Thursday, September 16, 2010

New Workshop October 2

Painting the Figure
The Long Pose
October 2, 10am to 4:30pm

I'll be teaching a workshop on October 2 at the Calgary School of Art.
I thought it would be nice to teach a long-pose figure painting which allows time to develop a finished painting.  Normally I work the painters fast and hard in my workshops and have them do 3 to 4 paintings over the course of a day.  They leave pretty tired, but with signs of a definite progression. 

Nice as that progression is, I saw the value of a long pose when I did Zhaoming Wu's workshop in the Spring.  We had a pose for the entire day, and not even a face to work with.  I managed to snag this profile view when we were setting up but some painters spent the day looking at a spotlit back.  And yet, they managed to do interesting things with that because they had the time to fully explore and develop the painting.  We still left tired though.

I'm interested to see what students do with a long pose.  When there's no time constraint, I believe they'll start to really notice the small subtleties of form and colour temperature.  

The course still has room, so if you want to see what you would do with the opportunity to paint a single pose during a day, sign up and join us.

Sunday, September 12, 2010

CIPA Exhibition in Calgary

 Images from the 2008 CIPA Exhibition

I'm very excited to have been asked to be a member of the awards jury for the Canadian Institute of Portrait Artists' national exhibition. 

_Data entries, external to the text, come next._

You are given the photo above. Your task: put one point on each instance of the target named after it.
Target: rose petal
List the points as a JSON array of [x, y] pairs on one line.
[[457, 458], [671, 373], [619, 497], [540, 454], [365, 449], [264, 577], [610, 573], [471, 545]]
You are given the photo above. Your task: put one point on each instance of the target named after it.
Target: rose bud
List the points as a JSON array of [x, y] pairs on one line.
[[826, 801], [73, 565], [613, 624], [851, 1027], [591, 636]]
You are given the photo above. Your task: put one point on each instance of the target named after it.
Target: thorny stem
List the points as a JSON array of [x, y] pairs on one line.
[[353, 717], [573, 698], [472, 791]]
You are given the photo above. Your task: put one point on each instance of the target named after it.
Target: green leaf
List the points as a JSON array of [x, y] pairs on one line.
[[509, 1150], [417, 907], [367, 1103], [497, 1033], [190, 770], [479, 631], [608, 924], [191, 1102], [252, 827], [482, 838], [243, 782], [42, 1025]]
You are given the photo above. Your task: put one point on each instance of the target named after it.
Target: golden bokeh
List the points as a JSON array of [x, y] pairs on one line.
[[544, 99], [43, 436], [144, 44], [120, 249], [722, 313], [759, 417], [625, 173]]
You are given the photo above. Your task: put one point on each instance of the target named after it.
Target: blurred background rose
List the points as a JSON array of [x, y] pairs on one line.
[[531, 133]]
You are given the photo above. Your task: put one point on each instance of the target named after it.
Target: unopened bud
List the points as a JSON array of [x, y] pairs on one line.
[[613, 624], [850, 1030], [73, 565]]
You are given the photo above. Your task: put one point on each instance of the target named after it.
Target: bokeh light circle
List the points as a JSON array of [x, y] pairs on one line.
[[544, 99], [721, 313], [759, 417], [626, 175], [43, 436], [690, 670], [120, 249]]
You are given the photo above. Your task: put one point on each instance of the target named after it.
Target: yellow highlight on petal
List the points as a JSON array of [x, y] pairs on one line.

CIPA holds a juried, biennial exhibition in Canada, and this year it is going to be showing at Mount Royal University here in Calgary. 
The dates are: September 21 to October 15
Venue: 2nd Floor, Bissett School of Business, Mount Royal University

I'm looking forward to seeing the show in advance and hope that you'll check it out while it's in the city.

Sunday, September 5, 2010

Dazzled by Light

12 x 24"
I realized while I was on vacation in Kelowna, BC that Calgary's light sucks!

Calgary has a very cool, hard light for most of the day, only breaking into warm, saturated colour in the morning or evening. 

By comparison, the light in the BC interior is an impressionist's dream all day long.  I've never been to France, but I suspect the light is like what I saw on my vacation: warm, rich, and full of colour bouncing in every direction. 

The painting above is from a photo of my son fly fishing in a small lake near Kelowna.  When I painted it, I tried to remember the magical, atmosphere and let myself introduce lots of reflected warm and cool light.  The underpainting is ochre which softens and warms all the colours on top of it. 

I'm glad that I painted this within a couple of days of returning from our trip.  Like most photos, the picture that this was taken from doesn't capture much more than the basics of colour and pose.  Having the memory of that day fresh in my mind let me recreate the scene as I experienced it with my wondering (and envious) eyes.

Who knew there were so many fly fishermen and women in the world? 
Since starting on this subject, I've had comments and queries from all over.  Recently, an Italian blogger wrote a piece about my work in part of an ongoing series of fishing art blogs.  Here's a link to Mattia Romano's fascinating blog; you can practice your Italian!

Wednesday, September 1, 2010

Presentation Counts

9 x 12

Last week I visited a frame shop in Kelowna that I've wanted to see for some time: Classic Gallery Framing.  I've looked at their frames online, but, like most people, I need to see the real thing before I'll buy something.  What really interested me was their plein air frames. 

When I was in New York recently, I noticed that many galleries frame work in these seamless-cornered, gold frames with no liner.  This is not the Calgary aesthetic, but boy do I ever like it!  The simplest little painting looks like a million dollars when surrounded by gold.  I also like the fact that there is no linen liner to collect dirty fingerprints and dust. 

I bought 3 different styles of plein air frame: 2 gold ones and a black one.  The picture above is of the simplest of the frames that I brought home and shows just how effective gold can be.  If it's good enough for New York, it's good enough for me!